Britain's big boat Corum Indulgence, skippered by Chris Law, finished the 180-mile Channel Race fourth in class in the early hours of yesterday. Her ILC 40 team-mate Easy Oars, skippered by Andy Beadsworth, excelled expectations by finishing third. The Mumm 36 Bradamante of the Olympic silver medallists John Merricks and Ian Walker also took third in her class. For Merricks and Walker that third is significant as the duo, whose background is in dinghy and dayboat classes, were worried about their lack of offshore experience.
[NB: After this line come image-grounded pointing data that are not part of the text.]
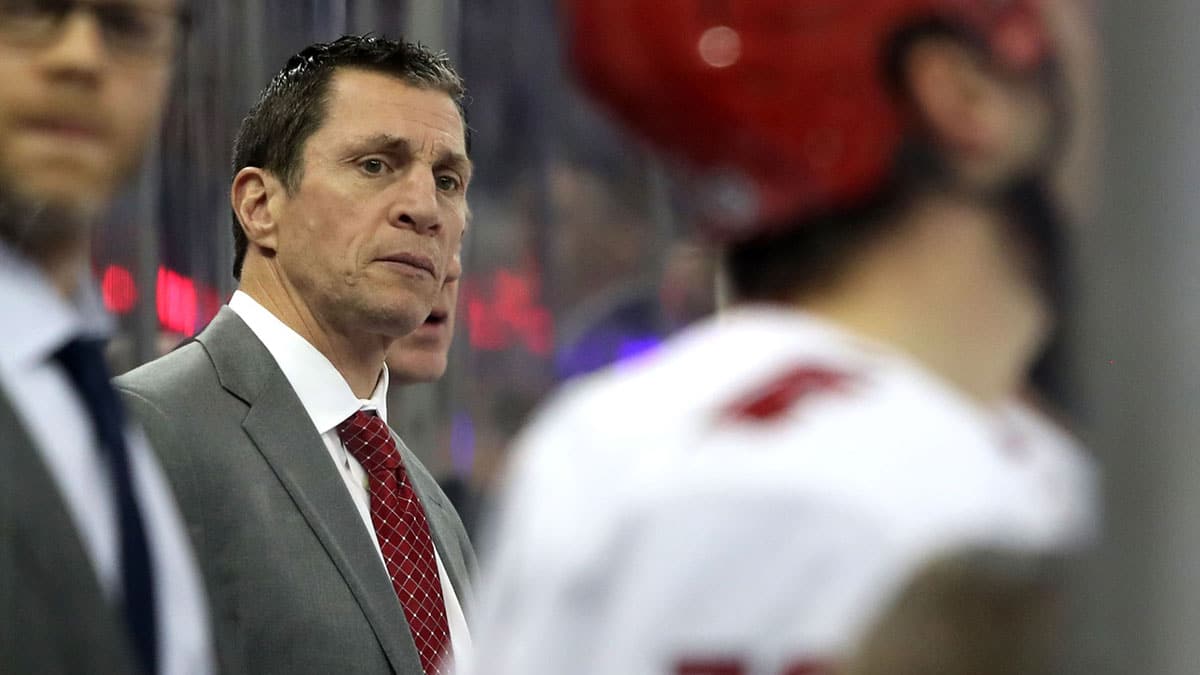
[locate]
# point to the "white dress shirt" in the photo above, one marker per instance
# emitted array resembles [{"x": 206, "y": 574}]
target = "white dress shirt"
[
  {"x": 329, "y": 401},
  {"x": 58, "y": 422}
]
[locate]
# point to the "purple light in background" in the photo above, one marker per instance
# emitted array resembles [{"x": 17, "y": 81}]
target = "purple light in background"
[
  {"x": 634, "y": 347},
  {"x": 462, "y": 443}
]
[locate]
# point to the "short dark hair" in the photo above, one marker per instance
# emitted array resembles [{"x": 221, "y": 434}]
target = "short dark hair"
[{"x": 293, "y": 106}]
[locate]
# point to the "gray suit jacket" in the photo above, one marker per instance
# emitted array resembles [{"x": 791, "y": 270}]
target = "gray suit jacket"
[
  {"x": 295, "y": 581},
  {"x": 54, "y": 619}
]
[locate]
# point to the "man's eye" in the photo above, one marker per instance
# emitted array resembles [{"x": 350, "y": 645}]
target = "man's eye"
[
  {"x": 448, "y": 183},
  {"x": 373, "y": 167}
]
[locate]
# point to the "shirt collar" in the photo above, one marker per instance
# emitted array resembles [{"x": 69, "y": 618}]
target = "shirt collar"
[
  {"x": 322, "y": 389},
  {"x": 46, "y": 318}
]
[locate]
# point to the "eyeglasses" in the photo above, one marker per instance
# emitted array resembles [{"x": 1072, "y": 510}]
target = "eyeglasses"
[{"x": 130, "y": 29}]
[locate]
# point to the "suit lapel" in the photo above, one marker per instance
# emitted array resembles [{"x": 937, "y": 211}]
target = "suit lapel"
[{"x": 280, "y": 428}]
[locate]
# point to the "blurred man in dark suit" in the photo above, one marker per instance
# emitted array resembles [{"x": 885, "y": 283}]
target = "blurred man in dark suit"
[
  {"x": 328, "y": 547},
  {"x": 96, "y": 574}
]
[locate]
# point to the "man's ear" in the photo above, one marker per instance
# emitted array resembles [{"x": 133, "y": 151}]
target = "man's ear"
[
  {"x": 955, "y": 99},
  {"x": 251, "y": 195}
]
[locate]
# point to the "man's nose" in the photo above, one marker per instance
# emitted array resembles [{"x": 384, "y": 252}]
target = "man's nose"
[{"x": 78, "y": 52}]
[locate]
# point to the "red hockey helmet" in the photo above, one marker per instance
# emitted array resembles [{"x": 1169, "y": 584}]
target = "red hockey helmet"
[{"x": 780, "y": 107}]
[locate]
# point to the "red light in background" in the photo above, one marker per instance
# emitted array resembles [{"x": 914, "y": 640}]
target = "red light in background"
[
  {"x": 118, "y": 290},
  {"x": 513, "y": 312},
  {"x": 177, "y": 302}
]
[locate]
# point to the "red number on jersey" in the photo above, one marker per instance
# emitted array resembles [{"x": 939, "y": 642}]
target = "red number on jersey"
[{"x": 779, "y": 395}]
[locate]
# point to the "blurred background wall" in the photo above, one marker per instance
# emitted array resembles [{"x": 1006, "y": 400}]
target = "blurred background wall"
[{"x": 576, "y": 257}]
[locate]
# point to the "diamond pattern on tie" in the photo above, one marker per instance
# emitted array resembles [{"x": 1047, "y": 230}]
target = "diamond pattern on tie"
[{"x": 403, "y": 535}]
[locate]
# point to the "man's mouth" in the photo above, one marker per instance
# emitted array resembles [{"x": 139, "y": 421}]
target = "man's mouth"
[
  {"x": 413, "y": 260},
  {"x": 65, "y": 127}
]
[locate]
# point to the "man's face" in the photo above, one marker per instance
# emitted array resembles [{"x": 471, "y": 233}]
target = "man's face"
[
  {"x": 76, "y": 112},
  {"x": 370, "y": 234},
  {"x": 421, "y": 354}
]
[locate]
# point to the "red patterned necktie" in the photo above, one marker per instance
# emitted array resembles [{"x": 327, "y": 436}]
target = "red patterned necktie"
[{"x": 403, "y": 535}]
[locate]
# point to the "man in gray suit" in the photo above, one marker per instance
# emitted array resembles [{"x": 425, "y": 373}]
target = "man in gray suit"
[
  {"x": 327, "y": 545},
  {"x": 96, "y": 573}
]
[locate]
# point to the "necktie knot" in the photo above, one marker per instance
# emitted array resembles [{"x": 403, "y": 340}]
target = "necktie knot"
[{"x": 369, "y": 441}]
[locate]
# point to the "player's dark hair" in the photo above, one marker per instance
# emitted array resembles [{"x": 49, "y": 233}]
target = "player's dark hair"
[{"x": 293, "y": 106}]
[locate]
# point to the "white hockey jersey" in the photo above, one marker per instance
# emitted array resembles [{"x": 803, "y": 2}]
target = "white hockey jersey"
[{"x": 747, "y": 499}]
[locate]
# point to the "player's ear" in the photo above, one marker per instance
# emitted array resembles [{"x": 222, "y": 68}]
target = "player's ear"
[
  {"x": 954, "y": 97},
  {"x": 252, "y": 196}
]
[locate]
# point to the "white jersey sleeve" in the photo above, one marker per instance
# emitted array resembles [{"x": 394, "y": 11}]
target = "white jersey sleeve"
[{"x": 645, "y": 530}]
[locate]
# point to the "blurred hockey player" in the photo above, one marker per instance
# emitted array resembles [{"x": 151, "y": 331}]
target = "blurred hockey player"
[{"x": 751, "y": 497}]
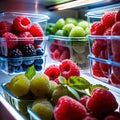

The Channel Race tested skill and stamina as the 21-boat CMAC fleet joined Corinthian offshore racing enthusiasts on a "flexi-course" that began from Cowes on Friday morning. By the time the first CMAC boats were returning at breakfast time yesterday, they had rounded almost 20 marks. "I'm pretty well worn out," Chris Law said. "We reckoned we were leading the race after 100 miles but two drag-race legs where the bigger boats just kill us and a shut-down in the breeze going into the finish at Poole finished us off." Law was nevertheless happy that he and his Corel 45 crew seem able to compete with the more formidable hardware in the hands of the Americans, New Zealanders and Italians.

The race started ordinarily enough with a south-westerly breeze keeping the formbook pretty much intact. However the last 40 miles were marked by tidal gates and light and patchy winds. Under the circumstances the British team did well while the New Zealand ILC 40 Mean Machine tumbled from first to sixth and Easy Oars hung on to third. In the Mumm 36 class, New Zealand's Georgia Express, which left the Solent in last position after wasting 14 minutes after a misjudged start, recovered to win the class.

The American team of Flash Gordon, MK Cafe and Jameson lead Britain, Germany, New Zealand and Italy with a third of the races sailed. The only real surprise is the poor form of the Kiwis. With America's Cup winner Russell Coutts skippering the big boat Numbers and a host of stars packing the other two boats, they had been expected to dominate. The fleet will race a further five inshore races, and this regatta will not be settled for more than 10 days: the 600-mile Fastnet Race awaits the fleet at the end of next week, and the Kiwis know that many an Admiral's Cup has been turned inside out by the Fastnet results.

Meanwhile, on the first day of Skandia Life Cowes Week, the crews of 912 boats were denied sailing, with all racing abandoned because of a lack of wind. The Cowes Week fleet will be joined by some of the Channel Race fleet from today onwards and by some of the entries for the forthcoming Whitbread Race over the coming week as the Whitbread 60 fleet begins to assemble in the Solent area for the start of the Whitbread on 21 September.